Telling Thompson and the rest of the Eaglettes, who have been like a family to Laura, was extremely hard.
She stood alone in front of the team, a spot usually reserved for girls delivering the news that they are quitting, and told her teammates and friends what had happened.
“Look, I’m not quitting, but here is why I won’t be dancing everything full out anymore.”
Tears and questions followed her announcement, but their support remained strong throughout Laura’s journey. She continues to provide encouragement for her teammates.
“It has been so inspiring to see someone push through every single day of practice,” sophomore Eaglette Jessica Mitchell said. “She’s a motivation to try our hardest every day because it can always be worse.”
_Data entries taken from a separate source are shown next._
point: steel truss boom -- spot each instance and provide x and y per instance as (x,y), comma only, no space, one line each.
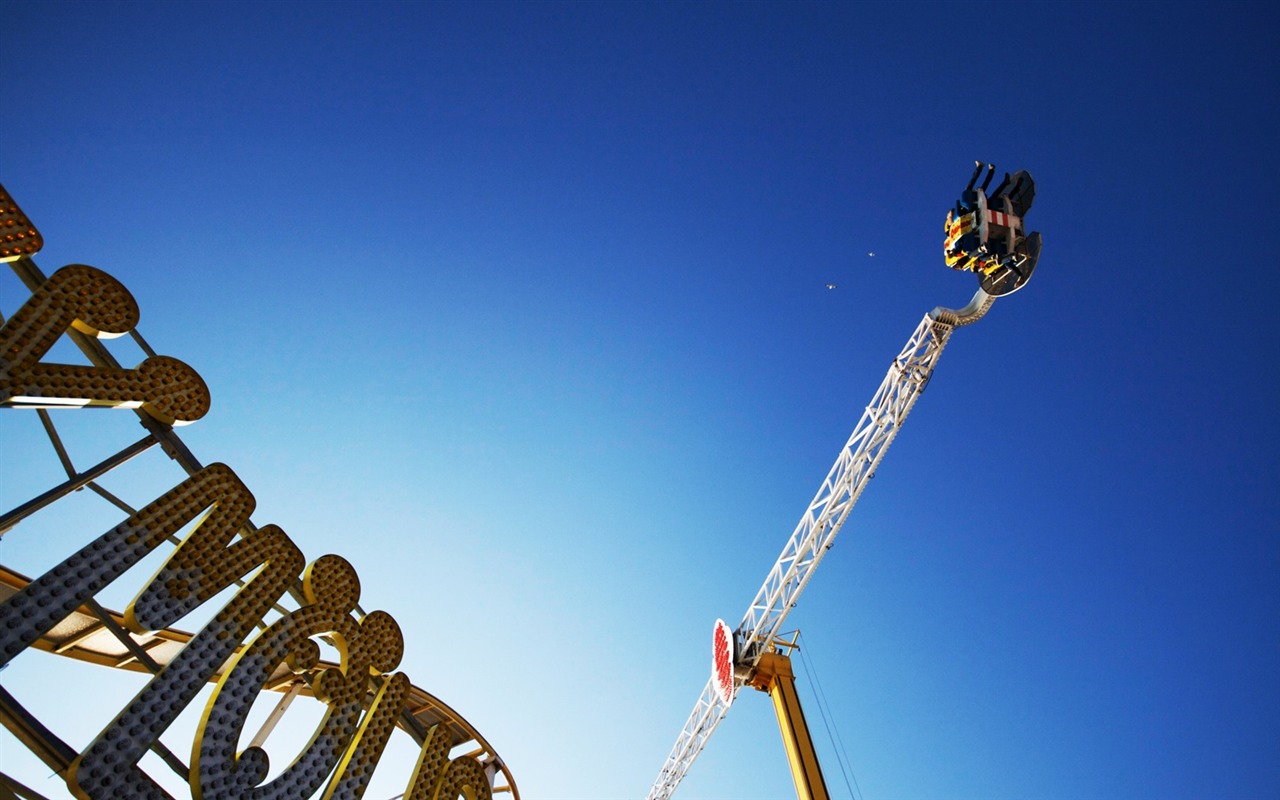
(822,520)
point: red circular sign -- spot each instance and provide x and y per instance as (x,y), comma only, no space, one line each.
(722,662)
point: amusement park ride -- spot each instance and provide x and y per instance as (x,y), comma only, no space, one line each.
(984,234)
(264,639)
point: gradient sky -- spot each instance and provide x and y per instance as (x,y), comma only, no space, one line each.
(522,309)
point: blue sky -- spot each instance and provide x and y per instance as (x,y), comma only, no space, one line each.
(524,305)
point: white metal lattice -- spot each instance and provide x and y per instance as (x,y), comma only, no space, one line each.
(822,520)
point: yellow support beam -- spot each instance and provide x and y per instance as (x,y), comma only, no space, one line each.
(775,676)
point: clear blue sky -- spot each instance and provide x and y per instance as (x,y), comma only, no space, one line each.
(524,305)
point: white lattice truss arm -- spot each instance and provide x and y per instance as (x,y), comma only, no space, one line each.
(822,520)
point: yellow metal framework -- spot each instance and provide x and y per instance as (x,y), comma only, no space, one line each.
(773,675)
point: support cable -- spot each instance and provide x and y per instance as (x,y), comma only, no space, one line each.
(846,766)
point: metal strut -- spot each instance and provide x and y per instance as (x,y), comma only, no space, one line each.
(822,520)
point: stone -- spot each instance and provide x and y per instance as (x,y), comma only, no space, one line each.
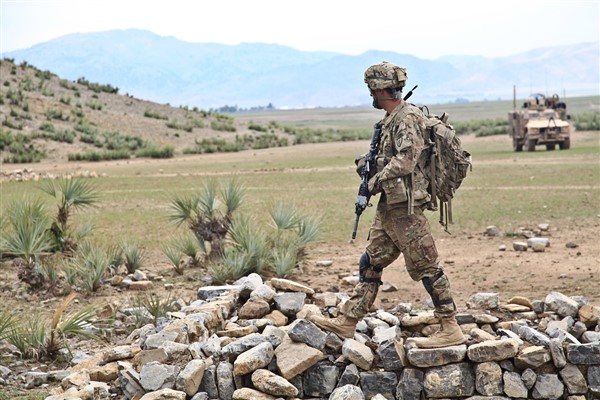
(573,379)
(155,376)
(254,308)
(548,386)
(378,382)
(320,379)
(513,385)
(532,357)
(485,301)
(347,392)
(588,353)
(268,382)
(452,380)
(294,358)
(488,378)
(561,304)
(225,380)
(253,359)
(304,331)
(424,358)
(251,394)
(493,350)
(189,378)
(289,303)
(291,286)
(358,354)
(410,384)
(164,394)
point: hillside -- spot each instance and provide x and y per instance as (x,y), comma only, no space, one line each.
(46,117)
(209,75)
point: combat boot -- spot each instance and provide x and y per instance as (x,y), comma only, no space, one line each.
(342,326)
(448,335)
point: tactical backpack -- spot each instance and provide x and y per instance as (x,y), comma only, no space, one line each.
(444,162)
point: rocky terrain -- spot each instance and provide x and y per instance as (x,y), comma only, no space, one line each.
(251,340)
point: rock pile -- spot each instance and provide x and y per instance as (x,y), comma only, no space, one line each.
(251,340)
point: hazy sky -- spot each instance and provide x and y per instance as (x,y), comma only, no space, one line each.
(425,28)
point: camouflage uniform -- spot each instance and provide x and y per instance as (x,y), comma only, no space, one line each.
(399,226)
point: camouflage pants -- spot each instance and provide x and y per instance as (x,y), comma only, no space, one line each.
(392,233)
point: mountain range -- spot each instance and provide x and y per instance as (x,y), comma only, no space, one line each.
(209,75)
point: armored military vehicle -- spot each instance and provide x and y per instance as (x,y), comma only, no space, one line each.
(541,121)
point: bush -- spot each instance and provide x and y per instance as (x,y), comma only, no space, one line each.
(156,152)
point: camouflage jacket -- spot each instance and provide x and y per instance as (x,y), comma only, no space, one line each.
(399,149)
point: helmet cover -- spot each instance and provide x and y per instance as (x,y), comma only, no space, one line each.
(385,75)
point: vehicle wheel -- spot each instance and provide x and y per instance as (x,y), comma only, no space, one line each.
(565,144)
(517,145)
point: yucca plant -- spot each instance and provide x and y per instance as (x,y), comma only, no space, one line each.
(246,237)
(50,271)
(293,230)
(92,264)
(134,257)
(71,194)
(195,249)
(37,338)
(209,217)
(24,231)
(155,305)
(233,265)
(7,323)
(175,256)
(115,258)
(24,235)
(285,260)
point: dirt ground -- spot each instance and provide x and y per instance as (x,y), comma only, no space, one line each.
(473,262)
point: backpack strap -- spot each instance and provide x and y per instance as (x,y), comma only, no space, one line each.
(408,179)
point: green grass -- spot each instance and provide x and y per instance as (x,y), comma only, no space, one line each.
(505,188)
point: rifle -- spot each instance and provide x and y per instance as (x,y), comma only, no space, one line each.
(363,197)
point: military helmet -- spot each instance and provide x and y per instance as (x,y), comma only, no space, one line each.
(385,75)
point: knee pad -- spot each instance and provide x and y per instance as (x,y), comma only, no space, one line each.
(437,285)
(364,265)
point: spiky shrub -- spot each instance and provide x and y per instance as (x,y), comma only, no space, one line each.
(91,263)
(134,257)
(7,323)
(233,265)
(246,237)
(24,232)
(208,216)
(51,271)
(155,305)
(43,339)
(71,194)
(175,257)
(24,235)
(293,232)
(284,260)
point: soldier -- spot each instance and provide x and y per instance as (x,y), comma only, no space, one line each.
(399,226)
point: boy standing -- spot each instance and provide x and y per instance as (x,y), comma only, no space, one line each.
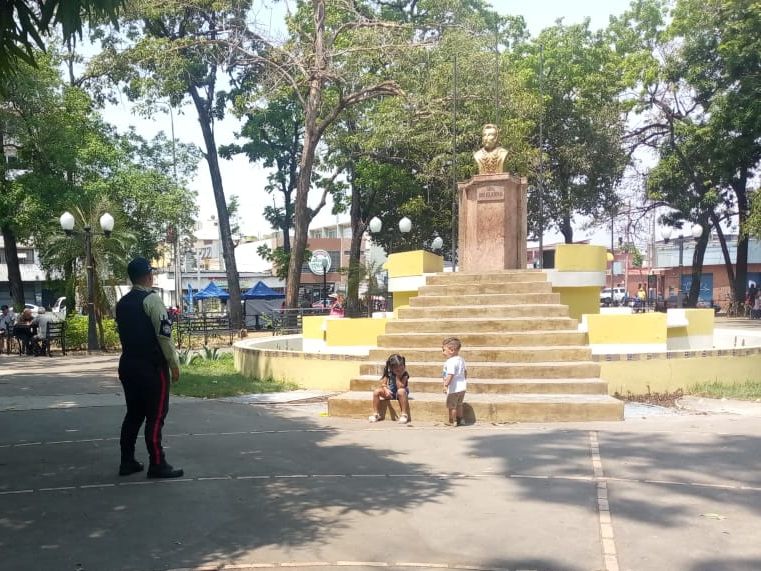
(454,379)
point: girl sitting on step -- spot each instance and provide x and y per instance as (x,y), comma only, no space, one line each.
(393,386)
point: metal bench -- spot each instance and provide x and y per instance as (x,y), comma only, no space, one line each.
(56,333)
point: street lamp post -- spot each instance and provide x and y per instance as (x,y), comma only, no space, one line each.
(405,226)
(107,225)
(697,231)
(325,263)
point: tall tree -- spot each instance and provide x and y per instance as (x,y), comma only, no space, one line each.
(24,25)
(174,51)
(697,82)
(40,123)
(719,57)
(321,62)
(584,120)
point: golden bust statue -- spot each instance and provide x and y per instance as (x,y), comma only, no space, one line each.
(491,158)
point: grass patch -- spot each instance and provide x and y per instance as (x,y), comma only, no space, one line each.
(666,398)
(218,378)
(749,390)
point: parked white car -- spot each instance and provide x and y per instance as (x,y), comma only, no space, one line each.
(59,307)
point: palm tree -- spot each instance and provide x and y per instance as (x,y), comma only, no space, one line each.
(110,256)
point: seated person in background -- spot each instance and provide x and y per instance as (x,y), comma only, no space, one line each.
(7,319)
(41,321)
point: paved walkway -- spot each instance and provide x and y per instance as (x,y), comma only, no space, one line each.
(282,485)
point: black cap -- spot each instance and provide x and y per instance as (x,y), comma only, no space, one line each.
(138,268)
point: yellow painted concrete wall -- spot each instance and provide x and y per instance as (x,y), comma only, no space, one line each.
(356,331)
(580,258)
(402,298)
(700,322)
(414,263)
(613,329)
(580,300)
(310,371)
(660,375)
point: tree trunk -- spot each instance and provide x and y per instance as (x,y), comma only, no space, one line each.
(306,163)
(228,248)
(355,249)
(697,265)
(14,270)
(741,260)
(725,253)
(567,229)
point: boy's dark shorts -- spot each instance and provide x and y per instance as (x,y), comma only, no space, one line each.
(455,399)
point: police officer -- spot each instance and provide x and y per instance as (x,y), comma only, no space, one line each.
(148,356)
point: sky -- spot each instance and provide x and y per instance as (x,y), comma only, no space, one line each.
(247,181)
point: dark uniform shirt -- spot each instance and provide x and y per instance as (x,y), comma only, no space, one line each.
(144,328)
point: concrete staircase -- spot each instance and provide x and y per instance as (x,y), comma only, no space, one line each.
(526,361)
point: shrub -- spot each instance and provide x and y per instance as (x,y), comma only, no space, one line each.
(76,333)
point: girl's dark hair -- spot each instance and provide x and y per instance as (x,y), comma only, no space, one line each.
(393,361)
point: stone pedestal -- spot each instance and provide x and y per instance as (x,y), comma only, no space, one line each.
(492,223)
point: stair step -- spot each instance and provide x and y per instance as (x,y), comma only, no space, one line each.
(488,299)
(512,338)
(495,386)
(524,310)
(449,278)
(464,325)
(491,354)
(539,370)
(486,288)
(491,407)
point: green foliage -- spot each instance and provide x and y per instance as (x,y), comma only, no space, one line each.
(24,26)
(187,356)
(76,333)
(210,353)
(749,390)
(700,112)
(218,378)
(279,258)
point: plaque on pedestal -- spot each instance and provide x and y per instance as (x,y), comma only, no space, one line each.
(492,223)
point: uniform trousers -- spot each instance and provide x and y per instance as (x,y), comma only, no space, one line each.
(146,390)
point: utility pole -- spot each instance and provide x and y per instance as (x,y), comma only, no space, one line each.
(454,163)
(541,158)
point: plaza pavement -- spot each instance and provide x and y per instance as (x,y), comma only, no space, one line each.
(284,486)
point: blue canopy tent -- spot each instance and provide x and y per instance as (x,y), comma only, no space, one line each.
(262,291)
(260,300)
(212,291)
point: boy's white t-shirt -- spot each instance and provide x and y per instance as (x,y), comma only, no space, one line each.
(455,366)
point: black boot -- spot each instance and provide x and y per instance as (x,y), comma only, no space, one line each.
(128,467)
(164,470)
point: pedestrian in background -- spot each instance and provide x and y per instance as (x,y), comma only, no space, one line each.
(148,357)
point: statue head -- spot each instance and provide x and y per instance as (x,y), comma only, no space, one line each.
(490,136)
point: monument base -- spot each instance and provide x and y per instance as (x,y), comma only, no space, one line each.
(493,223)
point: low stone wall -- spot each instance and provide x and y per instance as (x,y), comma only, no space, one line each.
(737,360)
(639,373)
(281,358)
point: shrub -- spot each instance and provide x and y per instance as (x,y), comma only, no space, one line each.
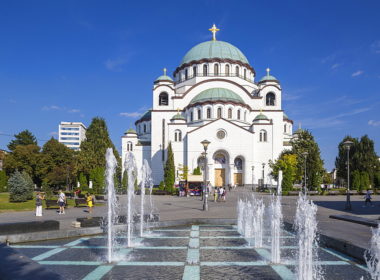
(18,188)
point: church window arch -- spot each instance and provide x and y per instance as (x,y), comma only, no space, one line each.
(177,135)
(208,114)
(219,113)
(129,146)
(270,99)
(229,113)
(204,69)
(163,99)
(216,69)
(263,136)
(227,70)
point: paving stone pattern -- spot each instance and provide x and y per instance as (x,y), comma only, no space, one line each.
(189,253)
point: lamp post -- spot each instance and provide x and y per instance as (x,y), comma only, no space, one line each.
(205,144)
(253,188)
(305,154)
(347,145)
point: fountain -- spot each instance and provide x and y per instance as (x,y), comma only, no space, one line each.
(372,256)
(112,203)
(306,226)
(276,221)
(130,166)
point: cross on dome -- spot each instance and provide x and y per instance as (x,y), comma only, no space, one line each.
(213,30)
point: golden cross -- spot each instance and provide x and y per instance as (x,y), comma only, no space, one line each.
(213,30)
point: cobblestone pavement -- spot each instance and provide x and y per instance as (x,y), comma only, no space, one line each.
(187,252)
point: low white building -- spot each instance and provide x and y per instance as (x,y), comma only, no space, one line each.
(71,134)
(214,96)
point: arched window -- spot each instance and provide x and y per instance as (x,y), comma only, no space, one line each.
(177,136)
(163,99)
(129,146)
(227,70)
(263,136)
(238,162)
(270,99)
(216,69)
(219,113)
(205,70)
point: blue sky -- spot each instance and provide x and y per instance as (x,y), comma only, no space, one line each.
(73,60)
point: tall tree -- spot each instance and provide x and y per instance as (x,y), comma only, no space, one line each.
(56,165)
(314,164)
(24,138)
(169,170)
(24,158)
(93,150)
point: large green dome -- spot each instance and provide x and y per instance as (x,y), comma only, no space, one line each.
(217,94)
(214,49)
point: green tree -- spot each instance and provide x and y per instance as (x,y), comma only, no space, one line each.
(169,170)
(24,158)
(17,187)
(314,164)
(57,165)
(24,138)
(3,181)
(93,149)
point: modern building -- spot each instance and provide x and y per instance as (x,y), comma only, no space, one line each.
(214,95)
(71,134)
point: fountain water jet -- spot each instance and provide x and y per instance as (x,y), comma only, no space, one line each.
(112,203)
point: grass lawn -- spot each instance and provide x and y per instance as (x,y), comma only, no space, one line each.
(6,206)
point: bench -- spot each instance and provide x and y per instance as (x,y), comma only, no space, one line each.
(80,202)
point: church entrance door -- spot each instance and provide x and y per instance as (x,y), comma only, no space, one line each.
(219,177)
(238,179)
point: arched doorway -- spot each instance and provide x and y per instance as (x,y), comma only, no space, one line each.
(220,168)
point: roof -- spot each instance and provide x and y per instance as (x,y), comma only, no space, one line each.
(217,94)
(214,49)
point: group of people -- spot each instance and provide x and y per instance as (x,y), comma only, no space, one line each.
(62,202)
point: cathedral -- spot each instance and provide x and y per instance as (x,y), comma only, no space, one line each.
(213,95)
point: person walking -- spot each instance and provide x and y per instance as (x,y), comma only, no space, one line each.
(90,202)
(39,199)
(61,202)
(368,198)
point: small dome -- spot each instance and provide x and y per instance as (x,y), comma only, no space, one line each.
(164,78)
(131,130)
(214,49)
(217,94)
(178,116)
(261,117)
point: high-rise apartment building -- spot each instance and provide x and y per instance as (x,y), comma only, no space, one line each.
(71,134)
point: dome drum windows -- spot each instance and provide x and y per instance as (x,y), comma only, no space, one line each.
(163,99)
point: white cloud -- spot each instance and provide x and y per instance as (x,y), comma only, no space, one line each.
(131,114)
(373,123)
(115,64)
(357,73)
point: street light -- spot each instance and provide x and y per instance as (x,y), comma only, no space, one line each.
(305,154)
(205,144)
(347,144)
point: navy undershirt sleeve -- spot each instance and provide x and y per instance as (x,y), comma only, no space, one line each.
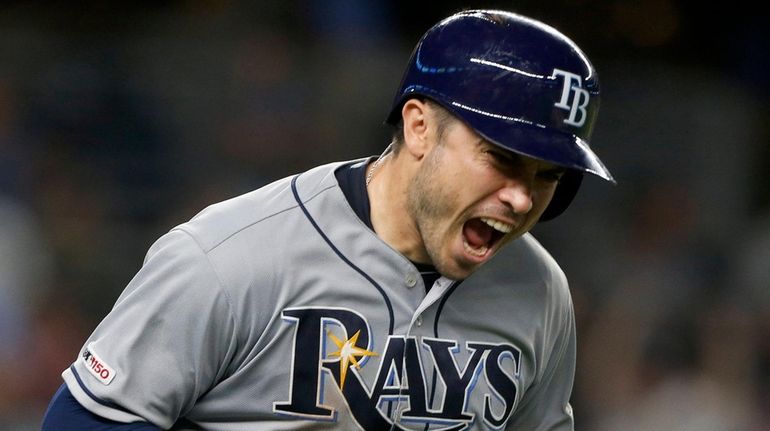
(66,414)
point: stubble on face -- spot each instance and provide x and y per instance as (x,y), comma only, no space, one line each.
(430,204)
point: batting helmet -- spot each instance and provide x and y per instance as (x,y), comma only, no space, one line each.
(518,83)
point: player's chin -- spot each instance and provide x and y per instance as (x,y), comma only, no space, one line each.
(464,262)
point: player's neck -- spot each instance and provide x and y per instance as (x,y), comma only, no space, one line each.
(388,206)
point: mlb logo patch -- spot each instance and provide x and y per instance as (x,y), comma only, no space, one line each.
(96,366)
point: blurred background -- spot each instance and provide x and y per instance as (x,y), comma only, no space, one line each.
(119,121)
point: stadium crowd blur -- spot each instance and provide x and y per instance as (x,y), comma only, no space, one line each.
(117,123)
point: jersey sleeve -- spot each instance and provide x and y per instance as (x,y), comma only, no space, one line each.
(64,413)
(167,340)
(545,407)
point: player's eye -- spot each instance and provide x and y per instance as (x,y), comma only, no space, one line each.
(552,175)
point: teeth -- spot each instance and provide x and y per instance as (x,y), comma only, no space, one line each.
(481,251)
(498,225)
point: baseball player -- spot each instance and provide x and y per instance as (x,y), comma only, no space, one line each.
(402,292)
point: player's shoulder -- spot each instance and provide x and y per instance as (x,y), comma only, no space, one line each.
(275,204)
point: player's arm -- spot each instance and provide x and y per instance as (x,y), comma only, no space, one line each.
(66,414)
(545,406)
(167,340)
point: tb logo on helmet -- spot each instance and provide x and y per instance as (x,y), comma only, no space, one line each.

No one has given Laura as much support as her parents.
“My dad has always done a lot for me, I just haven’t really noticed,” Laura said. “He’s very protective of me and my back. If there is something that hurts, he says don’t do it. If I say I have to, he says no. He always stands up for me. And my mom has just been there every single step of the way. My parents have just been there for me 24/7.”
They also help Laura through the misunderstandings people have about her injury.
“Laura is a child that has an injury that is not visible to everyone’s eye, therefore not many people understand her back injury and they give her a lot of grief for it. As a family we’ve been very protective of her,” mother Barbara Ball said. “We’re so proud of her in that she still puts 110 percent into what she loves and she didn’t just give up.”
Even they can’t shield Laura from the next part of her journey.
Unless a new group of surgeons, who the Balls will meet with over the summer, declare differently, Laura’s surgery will be followed by two months in a wheelchair, then a walker, and a year’s worth of physical therapy.
Not to mention other lifelong ramifications.
“I’ll never get to go skiing which is something I’ve always wanted to do which is kind of a slap in the face,” Laura said. “And, of course, I won’t be able to dance anymore. No high impact stuff at all.”
But other unexpected effects of the injury have been positive.
“This brought me a lot closer to God because I gave up a relationship with God for dance when I was doing it really seriously,” Laura said. “When I first broke my back, I turned against God completely saying ‘How could you do this to me? Why would you do this to me if you loved me? If you’re a loving, caring God then why would you do this?’ And then while I was going through all this with my back, my dad was diagnosed with cancer. Afterwards, I was able to go back to God and say ‘ok, I just have to trust you and trust that you know what you’re doing. I may not always agree with you, but I have to trust you.’”
She will have to maintain that trust as she enters the next stage of her life, unsure of what it will bring and what will be its central focus.
“Everyone’s always like ‘oh, you’re Laura Ball the dancer,’’ Laura said. “It’ll be weird not being known as that anymore, but I’ll always be Laura Ball the Dancer in my head. I’m still trying to figure out who I’m going to be next, but that’s what college is for.”
She will take with her the lessons learned in dance.
“I have gotten a lot of really good life experiences from dance, like knowing how far you can push yourself,” Laura said.